The significance of distributed system

The reason for the development of distributed system architecture is that standalone systems have the following disadvantages that need to be addressed:

1. The cost performance of upgrading the processing capacity of a single machine is getting lower and lower. We know that the processing capacity of a single machine mainly depends on CPU, memory and disk. It becomes more and more expensive to upgrade hardware to improve performance by scaling up vertically. It’s going to get cheaper and cheaper.

2, there is a bottleneck in stand-alone processing capacity, and there is a bottleneck in stand-alone processing capacity, CPU, memory, disk will have their own performance bottlenecks, even if you are rich at cost to improve the hardware, but the development speed and performance of hardware is still limited.

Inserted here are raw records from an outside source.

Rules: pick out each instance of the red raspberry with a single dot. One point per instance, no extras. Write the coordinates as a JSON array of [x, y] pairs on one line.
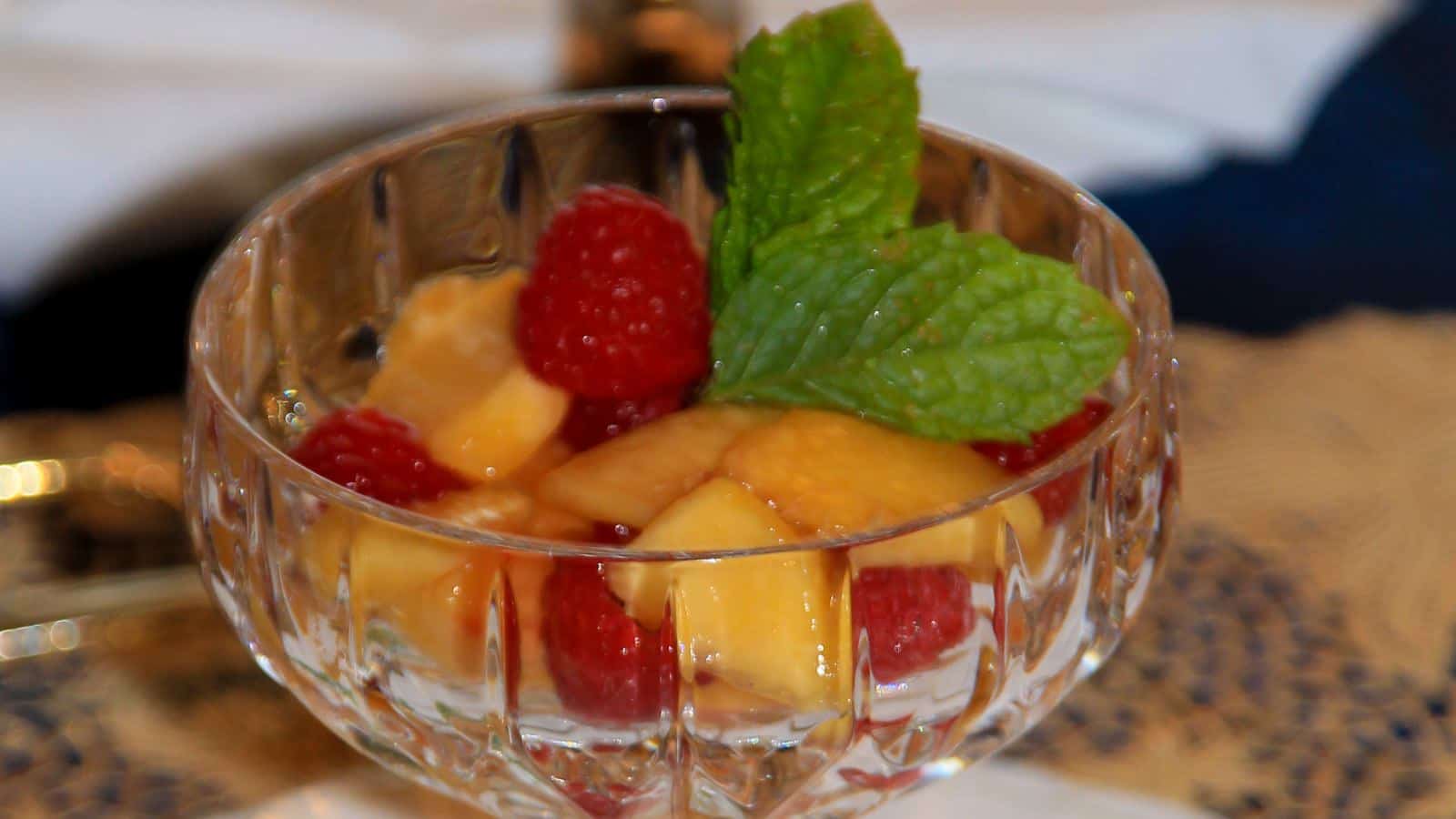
[[606, 666], [1056, 496], [914, 615], [594, 420], [375, 455], [618, 302]]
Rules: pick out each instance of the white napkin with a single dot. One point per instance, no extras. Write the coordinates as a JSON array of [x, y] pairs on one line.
[[165, 111], [994, 789]]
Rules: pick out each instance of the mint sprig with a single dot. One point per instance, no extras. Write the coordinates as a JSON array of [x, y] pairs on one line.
[[826, 298], [823, 140], [943, 334]]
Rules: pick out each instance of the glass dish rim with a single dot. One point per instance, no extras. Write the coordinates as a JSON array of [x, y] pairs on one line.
[[608, 101]]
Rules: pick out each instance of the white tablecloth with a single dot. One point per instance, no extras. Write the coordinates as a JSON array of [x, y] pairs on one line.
[[123, 116]]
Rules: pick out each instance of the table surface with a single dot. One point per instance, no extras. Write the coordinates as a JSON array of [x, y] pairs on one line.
[[1298, 656]]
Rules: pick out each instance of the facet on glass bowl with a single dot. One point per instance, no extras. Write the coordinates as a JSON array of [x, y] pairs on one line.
[[419, 642]]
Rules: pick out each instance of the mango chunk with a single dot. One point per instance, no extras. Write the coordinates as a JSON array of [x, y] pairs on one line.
[[499, 435], [631, 479], [764, 624], [450, 344], [839, 475]]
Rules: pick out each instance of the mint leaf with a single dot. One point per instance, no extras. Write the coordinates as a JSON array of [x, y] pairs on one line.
[[941, 334], [823, 138]]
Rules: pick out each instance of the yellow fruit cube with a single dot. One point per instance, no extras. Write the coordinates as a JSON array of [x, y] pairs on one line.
[[451, 343], [631, 479], [842, 475], [431, 591], [500, 433], [766, 624]]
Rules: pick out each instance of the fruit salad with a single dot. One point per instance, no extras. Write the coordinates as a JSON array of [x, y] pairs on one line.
[[764, 435]]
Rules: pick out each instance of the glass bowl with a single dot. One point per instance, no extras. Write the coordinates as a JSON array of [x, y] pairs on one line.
[[421, 642]]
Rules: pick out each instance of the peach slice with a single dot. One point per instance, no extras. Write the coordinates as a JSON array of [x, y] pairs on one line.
[[450, 344], [499, 435], [839, 475], [764, 624], [631, 479]]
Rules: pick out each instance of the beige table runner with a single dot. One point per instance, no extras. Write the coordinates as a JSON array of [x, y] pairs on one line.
[[1298, 656]]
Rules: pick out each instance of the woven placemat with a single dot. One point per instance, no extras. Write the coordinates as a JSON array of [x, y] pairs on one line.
[[1296, 659]]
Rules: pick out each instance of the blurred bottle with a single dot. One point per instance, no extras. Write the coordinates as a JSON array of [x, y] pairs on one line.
[[637, 43]]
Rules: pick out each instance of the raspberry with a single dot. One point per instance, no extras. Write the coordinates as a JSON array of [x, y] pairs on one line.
[[376, 455], [618, 302], [594, 420], [606, 666], [1056, 496], [914, 615]]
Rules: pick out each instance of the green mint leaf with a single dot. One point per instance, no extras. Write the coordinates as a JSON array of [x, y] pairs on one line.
[[941, 334], [823, 138]]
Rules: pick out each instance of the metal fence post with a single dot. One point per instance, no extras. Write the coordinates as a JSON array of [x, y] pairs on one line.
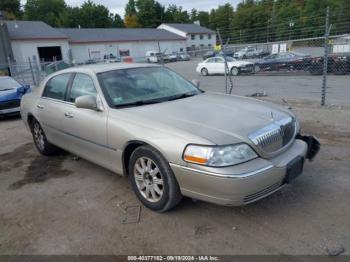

3, the stability and availability of these two indicators is difficult to achieve the last is the single system availability and stability problems, these two indicators are we urgently need to solve the problem.

Common concepts of distributed architecture

1. The cluster

I opened a small restaurant. At the beginning, there was only one cook in the restaurant, who cut, washed, prepared and cooked vegetables. Later, because the food was sweet and delicious, the flow of people became more and more, and one cook was too busy, so Xiao Zhang invited two more cooks. Then at this time, three cooks cooked the same dishes, did the same work, such as cutting vegetables, washing vegetables, preparing vegetables and cooking vegetables, the relationship between the three cooks was a cluster. Which means that when a customer comes in, only one of the chefs will serve that customer.

2. The distributed

Again after a period of time, the store’s business has become more popular, chamberlain in order for chefs to concentrate on cooking, the dish perfectly, and I took a side dish division is responsible for cutting food, prepared food, inventories, then cook and dishes is the relationship between distributed, then a side dish also busy not over, zhang took a two dishes, three dishes relationship is also a cluster.

3. The node

A node is an individual program that can independently complete a set of logic according to a distributed protocol. In a specific project, a node represents a process on an operating system. So every single one of these garnishes and cooks is a node.

4. Duplicate mechanism

Replica /copy refers to the redundancy of data or services in a distributed system. Data copy refers to persisting the same copy of data on different nodes. When data on a node is lost, data can be recovered from the copy. Data copy is the only way to solve the problem of data loss in distributed system. Service copy refers to a scheme in which multiple nodes provide the same service and realize high service availability through the master-slave relationship.

5. The middleware

Middleware is located in the operating system to provide services, but does not belong to the application, he is located between the application and system layer, convenient for developers to deal with communications, input and output of a class of software, can let users only care about their own applications.

Changes of von Neumann model in distributed domain

This is the classical theory. – Von. In Neumann system, computer hardware consists of arithmetic unit, controller, memory, input device and output device. No matter how the architecture changes, computers remain within it.

Input device changes

In distributed system architecture, input devices can be divided into two types: the first type is interconnected multiple nodes receiving information from other nodes as the input of the node; The other is the traditional human-computer interaction input device.

Output device changes

In distributed system architecture, output is also divided into two types. One is when a node in the system transmits information to other nodes, the node can be regarded as an output device. The other is the output device of traditional interpersonal interaction, such as the user’s terminal.

Controller changes

In a single machine, the controller refers to the CPU controller, in the distributed system, the main role of the controller is to coordinate or control the action and behavior between nodes; Hardware load balancers; LVS soft load; Rule servers and so on.

Arithmetic unit

In distributed system, arithmetic unit is composed of many nodes. The computing capacity of multiple nodes is used to complete the whole computing task cooperatively.

memory

In distributed system, we need to organize the storage function of multiple nodes together to form a whole memory; For example, database and REDIS (key-value storage).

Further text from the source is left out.